IN THE MOUNTAINS OF FIRE


By Dolores J. Nurss

Volume 1II: Responsibility

Chapter10

CHANGE IS LIFE, CHANGE IS DEATH

DREAM NOTES

 

I know from dreams that the rebels had toad poison.  I wrote here of Deirdre gathering it while overhearing the taverness provoking the soldiers to excess (I also dreamed of the soldiers going increasingly out of control.)  I might have gotten the timing of this wrong, though, for in the waking world one taps trees at the end of winter, not the beginning.  I could argue that I write of chaummin trees, not maples or birches, but I’m honestly not sure if that would work.  Still, who knows about the trees of another planet?  I have nearly dismissed other things only to find out that they’d work after all.

I have dreamed of watching Jake throw things, and then look young and frightened when he’d realized what he’d done.  And I have dreamed of marathon study-sessions to cram for a mission that would’ve taken others years to prepare for.

I made up the funeral, but it would happen, and in just such a pragmatic Toulinian way.  Their cramped writing-style shows them obsessive about waste.  They must have had a particularly hard crossover between worlds, making them ultra-thrifty.  They also seem to have lost quite a bit of technology without losing the memory of descent from technological people.  They must have hoarded as much of their dwindling off-world supplies as they could before starting to make anything of their own.  They seem more oriented towards conserving than innovating; those customs that have changed from the ways of their ancestors tend to compensate for the absence of what was rather than embracing the possibilities of what new things come one’s way, to see Novatierre as a place of hardship and loss.

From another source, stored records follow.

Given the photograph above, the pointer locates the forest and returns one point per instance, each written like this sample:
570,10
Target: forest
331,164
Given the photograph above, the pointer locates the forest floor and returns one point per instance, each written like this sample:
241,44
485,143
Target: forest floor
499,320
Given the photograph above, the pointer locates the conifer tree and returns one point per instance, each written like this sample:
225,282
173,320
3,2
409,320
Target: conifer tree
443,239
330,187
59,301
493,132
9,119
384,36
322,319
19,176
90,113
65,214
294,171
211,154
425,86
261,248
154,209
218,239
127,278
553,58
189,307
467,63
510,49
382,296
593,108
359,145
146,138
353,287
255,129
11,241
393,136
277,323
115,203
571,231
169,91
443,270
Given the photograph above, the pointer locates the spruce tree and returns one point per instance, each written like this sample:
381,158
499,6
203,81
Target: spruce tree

And how do I fulfill the task with which dreams charged me, to understand why the Changewright would do such things, even as other dreams illustrated that he must be stopped?  Corey represents a core-potential unfulfilled, something intrinsic to my being, a little boy animus not allowed to grow up.  In the belief of protecting my vulnerable core-self, dissociation married me to trauma and buried me, so that other parts could live out my life.  Because the outside world did not appreciate creativity and thinking for oneself.  Except that it didn’t work.  Those other, socially approved parts, didn’t have enough life in them to find me a proper place in society.  I became instead a madwoman, buried in my room behind a wall of trash, hidden from anyone who would try to stop me from my endless, compulsive writing.  Corey, perhaps, might have been the part of me that could have published it.
          But since then I have rewritten the dream, though I can’t rewrite it in the fiction.  I have called my core back up from the grave, back to life.  People have changed.  I have found acceptance for creativity, and thinking for myself.

          I knew from other dreams that Lucinda did not get better, and wrote the cry of her having a nightmare.  Those who study dreams, of course, know that nightmares try to alert us to something urgent that needs dealt with.  But more on that, later.